Geisterfjord. Island-Thriller
»Was war das?«
»Was?« Garðar spähte in die Richtung, in die Katrín zeigte. »Meinst du Líf?«
»Nein, hinter ihr hat sich was bewegt.«
»Nee.« Garðar schaute sie verwundert an. »Da ist nichts. Nur eine seekranke Frau in einem Skianzug. Das war bestimmt nur der Köter.«
Katrín versuchte, ruhig zu bleiben. Schon möglich, dass sie sich versehen hatte. Aber es war auf keinen Fall Putti gewesen, denn der stand vor Líf und schnüffelte in der Luft. Vielleicht hatte der Wind einen losen Gegenstand vorbeigeweht. Aber es war so schnell gegangen, dass es ein scharfer Windstoß gewesen sein musste. Katrín ließ Garðars Arm los und bemühte sich, auf dem Weg über den Schwimmsteg ruhig zu atmen. Als sie bei Líf angekommen waren, erwähnte sie den Vorfall nicht mehr. In den trockenen, gelblichen Sträuchern hinter ihnen raschelte und knackte es. Weder Garðar noch Líf schienen etwas zu bemerken, aber Katrín wurde das Gefühl nicht los, dass sie in Hesteyri nicht alleine waren.
2. Kapitel
»Ich weiß nicht, wer das getan haben könnte, aber ich bezweifle, dass es Kinder oder Jugendliche waren.
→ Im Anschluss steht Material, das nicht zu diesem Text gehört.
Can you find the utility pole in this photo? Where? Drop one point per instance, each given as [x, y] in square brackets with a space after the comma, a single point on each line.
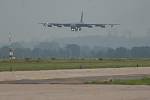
[11, 50]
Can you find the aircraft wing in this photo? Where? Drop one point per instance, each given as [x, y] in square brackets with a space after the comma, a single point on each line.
[77, 25]
[97, 25]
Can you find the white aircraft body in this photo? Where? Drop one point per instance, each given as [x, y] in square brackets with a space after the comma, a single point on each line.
[77, 26]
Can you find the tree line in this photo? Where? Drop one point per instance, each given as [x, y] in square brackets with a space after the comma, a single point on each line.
[76, 51]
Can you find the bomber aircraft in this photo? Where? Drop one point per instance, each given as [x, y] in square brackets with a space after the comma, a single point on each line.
[77, 26]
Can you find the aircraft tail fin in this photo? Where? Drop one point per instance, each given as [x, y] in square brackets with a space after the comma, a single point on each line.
[81, 20]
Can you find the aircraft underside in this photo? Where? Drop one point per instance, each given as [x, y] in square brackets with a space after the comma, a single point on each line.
[75, 28]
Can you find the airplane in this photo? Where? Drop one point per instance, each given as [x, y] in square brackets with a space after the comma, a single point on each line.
[77, 26]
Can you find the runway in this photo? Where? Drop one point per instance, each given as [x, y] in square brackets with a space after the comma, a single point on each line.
[66, 85]
[73, 92]
[74, 73]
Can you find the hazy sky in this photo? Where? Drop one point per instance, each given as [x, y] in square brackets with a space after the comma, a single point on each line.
[21, 17]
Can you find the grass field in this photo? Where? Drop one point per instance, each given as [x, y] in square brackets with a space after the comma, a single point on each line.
[143, 81]
[53, 64]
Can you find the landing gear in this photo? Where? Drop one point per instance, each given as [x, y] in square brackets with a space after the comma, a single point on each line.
[75, 28]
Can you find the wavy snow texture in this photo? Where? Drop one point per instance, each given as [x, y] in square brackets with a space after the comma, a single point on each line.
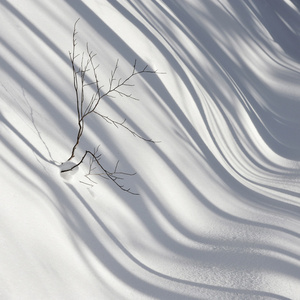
[218, 211]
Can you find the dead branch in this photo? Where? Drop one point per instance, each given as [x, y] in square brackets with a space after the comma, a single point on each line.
[85, 77]
[115, 176]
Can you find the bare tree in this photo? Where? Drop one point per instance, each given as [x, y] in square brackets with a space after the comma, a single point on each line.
[89, 105]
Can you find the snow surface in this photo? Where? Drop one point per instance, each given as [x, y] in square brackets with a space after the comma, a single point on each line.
[218, 214]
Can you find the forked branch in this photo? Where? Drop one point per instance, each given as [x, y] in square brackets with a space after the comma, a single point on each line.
[85, 80]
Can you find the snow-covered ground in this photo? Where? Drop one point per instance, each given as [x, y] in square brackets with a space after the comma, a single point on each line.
[218, 214]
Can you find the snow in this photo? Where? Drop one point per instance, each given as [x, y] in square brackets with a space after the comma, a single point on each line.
[217, 215]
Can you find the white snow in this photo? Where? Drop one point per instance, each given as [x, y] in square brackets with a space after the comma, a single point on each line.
[217, 215]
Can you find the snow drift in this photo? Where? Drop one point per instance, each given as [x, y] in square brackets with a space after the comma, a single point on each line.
[217, 216]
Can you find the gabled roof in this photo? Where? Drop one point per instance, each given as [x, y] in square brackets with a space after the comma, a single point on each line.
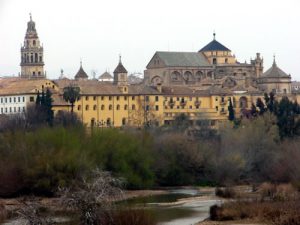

Obwohl das natürlich denkbar ist.« Freyr steckte die Hände in seine Manteltaschen und musterte das Chaos. Auf dem Boden lagen zerfledderte Teddybären und Stoffpuppen mit abgerissenen Gliedmaßen und ausgestochenen Augen. »Wir haben wohl allen Grund dazu, uns um diese Person oder diese Personen Sorgen zu machen, auch wenn es schwierig ist, auf einer solchen Grundlage eine eindeutige Diagnose zu stellen. Wenn es dir hilft, würde ich eher sagen, dass es eine Einzelperson war. Tut mir leid, aber Genaueres kann ich nicht sagen.« Er starrte auf die gelbgestrichene Wand und die Reste der Zeichnungen der Kindergartenkinder von Ísafjörður. Eigentlich hingen nur noch die Ecken der Blätter mit Poster-Strips befestigt an der Wand. Der Rest lag auf dem Boden, zerrissen und zerfetzt; dickes weißes Papier mit bunten Motiven. Auf den ersten Blick sah es so aus, als hätte der Randalierer sie hektisch runtergerissen, um Platz für seine Botschaft zu haben. Wenn man genauer hinschaute, sah man jedoch, dass er die Bilder sorgfältig in kleine Schnipsel zerrissen hatte. An der Wand prangten ungelenke Buchstaben, in wilden Linien mit Wachsstiften gezogen, die zerbrochen zwischen den Papierfetzen lagen. Es war unmöglich, das Alter der Person zu schätzen, die diese Botschaft an die Wand geschrieben hatte, falls es überhaupt eine Botschaft sein sollte: SCHMUTZIG .
Die Wand erhellte sich für einen kurzen Moment, und Freyr wurde geblendet. »Hast du irgendeine Assoziation zu dem Geschmiere?«, fragte Dagný, nahm die klobige Kamera vom Gesicht, drehte sich aber nicht zu ihm um, sondern betrachtete die Buchstaben.
»Nein«, antwortete Freyr und musterte ihr hübsches Profil. Es strahlte eine gewisse Strenge aus, aber ihr kurzgeschnittenes, widerspenstiges Haar betonte ihre Weiblichkeit, zweifellos entgegen ihrer Absicht. Freyr war sich nicht im Klaren darüber, ob sie versuchte, ihre Attraktivität wegen des Polizeijobs zu verstecken, oder ob es einfach ihr Stil war. Normalerweise konnte er Menschen wie ein offenes Buch lesen, aber Dagný war ungewöhnlich, und diese Besonderheit interessierte ihn, auch wenn sie auf seine zaghaften Annäherungsversuche kaum reagierte. Sie schien sich bei ihren seltenen Begegnungen in seiner Nähe ebenfalls wohl zu fühlen, aber trotzdem war es schwierig, ihre Freundschaft zu vertiefen. Entweder war er bereit dazu und sie nicht, oder, was allerdings selten der Fall war, sie machte einen Vorstoß, und er bekam sofort Zweifel und zog sich zurück. Die Zweifel hatten nichts mit ihr zu tun, sondern mit ihm; tief in seinem Inneren hegte er den Verdacht, nicht gut genug für sie zu sein, zu gebrochen und gezeichnet, um sich an sie oder irgendeinen anderen Menschen zu binden. Dann wurde er wieder zuversichtlicher, und sie wich ihm aus. Es war, wie in einem Teufelskreis festzustecken.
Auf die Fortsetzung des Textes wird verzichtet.